@johnpoz said in DNS Resolver - getting IPv6 results when there is no IPv6?:
@mmiller7 said in DNS Resolver - getting IPv6 results when there is no IPv6?:
Previously it's been quite solid for a couple years.
Really you been running dot for 2 years? Just you jumped on it like day one? As to why it could of recently happened - I don't know the whole planet in their houses doing internet could have something to do with it ;) heheh
Actually yeah...started playing TLS back when it required manually adding entries to the config file because it wasn't a checkbox, and at that time also had to go thru figuring out which other web DNS hosts supported it. There weren't many! Once I fixed it so I only had DNS servers that properly supported DNSSEC and TLS as the only ones for pfSense to look at, things went very smooth from there on with no noticeable change in performance. Obviously if you put in a server that doesn't support the security features it breaks badly. Once I got it, I didn't touch it not wanting to break it more.

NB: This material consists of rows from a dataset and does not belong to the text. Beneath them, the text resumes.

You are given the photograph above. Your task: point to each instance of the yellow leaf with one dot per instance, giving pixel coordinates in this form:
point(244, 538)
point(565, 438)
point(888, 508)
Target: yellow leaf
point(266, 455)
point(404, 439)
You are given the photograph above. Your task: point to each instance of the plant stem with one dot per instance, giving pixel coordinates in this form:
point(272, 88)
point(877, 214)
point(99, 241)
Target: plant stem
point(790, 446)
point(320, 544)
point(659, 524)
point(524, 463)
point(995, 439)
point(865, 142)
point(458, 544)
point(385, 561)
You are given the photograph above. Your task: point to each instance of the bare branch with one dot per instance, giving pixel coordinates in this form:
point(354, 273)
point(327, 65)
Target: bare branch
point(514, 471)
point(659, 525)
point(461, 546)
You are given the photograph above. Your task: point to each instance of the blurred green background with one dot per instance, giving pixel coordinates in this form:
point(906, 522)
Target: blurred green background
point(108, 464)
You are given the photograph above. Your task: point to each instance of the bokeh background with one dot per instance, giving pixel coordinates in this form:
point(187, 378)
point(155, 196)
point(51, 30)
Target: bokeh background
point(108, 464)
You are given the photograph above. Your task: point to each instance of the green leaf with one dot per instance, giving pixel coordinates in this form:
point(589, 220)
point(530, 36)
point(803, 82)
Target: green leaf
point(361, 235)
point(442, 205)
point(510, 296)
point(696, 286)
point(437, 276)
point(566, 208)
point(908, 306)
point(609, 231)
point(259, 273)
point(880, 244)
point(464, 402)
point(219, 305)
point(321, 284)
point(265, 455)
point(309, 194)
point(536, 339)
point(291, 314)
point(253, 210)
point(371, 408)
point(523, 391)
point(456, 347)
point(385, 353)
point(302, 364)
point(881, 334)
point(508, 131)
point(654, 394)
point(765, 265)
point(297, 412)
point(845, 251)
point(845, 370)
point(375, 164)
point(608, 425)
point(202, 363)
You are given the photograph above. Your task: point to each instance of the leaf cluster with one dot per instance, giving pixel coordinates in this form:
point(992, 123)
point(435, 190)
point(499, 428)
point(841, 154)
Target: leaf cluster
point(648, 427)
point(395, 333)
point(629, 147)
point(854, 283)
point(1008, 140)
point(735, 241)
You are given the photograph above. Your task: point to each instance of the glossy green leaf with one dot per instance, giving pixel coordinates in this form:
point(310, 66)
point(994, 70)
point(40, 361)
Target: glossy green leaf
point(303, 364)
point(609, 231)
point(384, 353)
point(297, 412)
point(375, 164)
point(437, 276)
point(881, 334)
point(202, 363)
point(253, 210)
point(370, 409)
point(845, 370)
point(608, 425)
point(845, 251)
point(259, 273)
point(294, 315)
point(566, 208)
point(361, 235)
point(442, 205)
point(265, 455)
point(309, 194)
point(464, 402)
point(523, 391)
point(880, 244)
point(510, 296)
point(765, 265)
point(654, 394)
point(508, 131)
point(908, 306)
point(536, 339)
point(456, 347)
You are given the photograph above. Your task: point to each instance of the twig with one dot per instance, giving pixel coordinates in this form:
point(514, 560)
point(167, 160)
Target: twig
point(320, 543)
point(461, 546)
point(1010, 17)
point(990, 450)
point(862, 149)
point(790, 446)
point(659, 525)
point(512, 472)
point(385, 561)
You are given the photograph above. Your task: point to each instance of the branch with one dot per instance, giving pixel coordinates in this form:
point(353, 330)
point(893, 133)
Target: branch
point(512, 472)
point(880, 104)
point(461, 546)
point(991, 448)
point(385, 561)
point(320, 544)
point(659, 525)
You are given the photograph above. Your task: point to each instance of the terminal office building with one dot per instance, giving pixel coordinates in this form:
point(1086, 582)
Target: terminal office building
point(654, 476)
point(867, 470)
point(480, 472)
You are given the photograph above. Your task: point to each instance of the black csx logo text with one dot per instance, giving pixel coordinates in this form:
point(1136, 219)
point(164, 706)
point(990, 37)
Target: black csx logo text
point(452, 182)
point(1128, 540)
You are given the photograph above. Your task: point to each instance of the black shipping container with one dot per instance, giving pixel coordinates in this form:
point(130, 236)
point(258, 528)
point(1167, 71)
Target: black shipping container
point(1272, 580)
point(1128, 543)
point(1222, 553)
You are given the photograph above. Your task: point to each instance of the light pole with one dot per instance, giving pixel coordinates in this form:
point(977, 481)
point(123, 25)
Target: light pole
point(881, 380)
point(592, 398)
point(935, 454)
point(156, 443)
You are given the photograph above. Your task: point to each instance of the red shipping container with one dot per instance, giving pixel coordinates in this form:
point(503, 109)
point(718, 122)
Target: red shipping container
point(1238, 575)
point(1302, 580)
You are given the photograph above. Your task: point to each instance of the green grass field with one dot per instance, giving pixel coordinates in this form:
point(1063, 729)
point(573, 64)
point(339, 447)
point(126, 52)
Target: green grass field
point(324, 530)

I think it was around the same time I discovered my ISP (Cox back where I lived at the time) was injecting code into HTTP pages, altering the pages in-flight to provide in-browser updates about their email services which was REALLY not cool. That's when I became more paranoid about my ISP tampering with my data.
Not so much I'm worried about ISP spying...but I do want some assurance the bits I get are the bits that were sent to me, unaltered by anyone inbetween. Which I don't think is an unreasonable expectation, and DNSSEC+TLS seemed a reasonable step to take given what I observed with plan HTTP traffic being modified at one point. I used to think it was stupid, until I had that experience. Now I (as much headache as it adds) agree it's worthwhile to add encryption to stuff in-flight.
That's my take on it anyway. I wish it wasn't necessary.
How is it "just a forwarder" if it's also providing DNS for my LAN hosts to find each other?
You mean like every single caching NS since the beginning of DNS has done?
Here is the thing - if you have problems with a client connecting to something - just check the dns with a simple cmd.. It takes like .3 seconds to do.. You don't have to sniff.. To see what dns is responding to you with.. Be it the record in X amount time, from cache or had to forward or resolve, or servfail, or NX, etc. etc.
I do, but this intermittent nature seems hard to figure out. If the application fails and I run the dig command it all looks good, now what? Run it again the app works. Later repeat. Drives me nuts.
I also am not fond of the ISP's DNS servers that redirect unknown lookups to random sketchy search sites
Nobody does - doesn't mean you have to forward to somewhere, resolve fixes that nonsense - and you get the info direct from the horses mouth...
I am under the impression "Query Name Minimization" helps with that? I would rather go to the most direct source possible when I can.
BTW if you don't want your local NS (unbound) to return IPv6, you can do that with simple
private-address: ::/0
In your unbound custom option box.. But that wouldn't of solved your issue, still wouldn't of work with you not being able to resolve the A record for the fqdn you were trying to get to.
I'll give that a shot. If I can at least make it so it fails completely vs getting an address that it thinks is good but can't possibly work, that would be an improvement (in my eyes).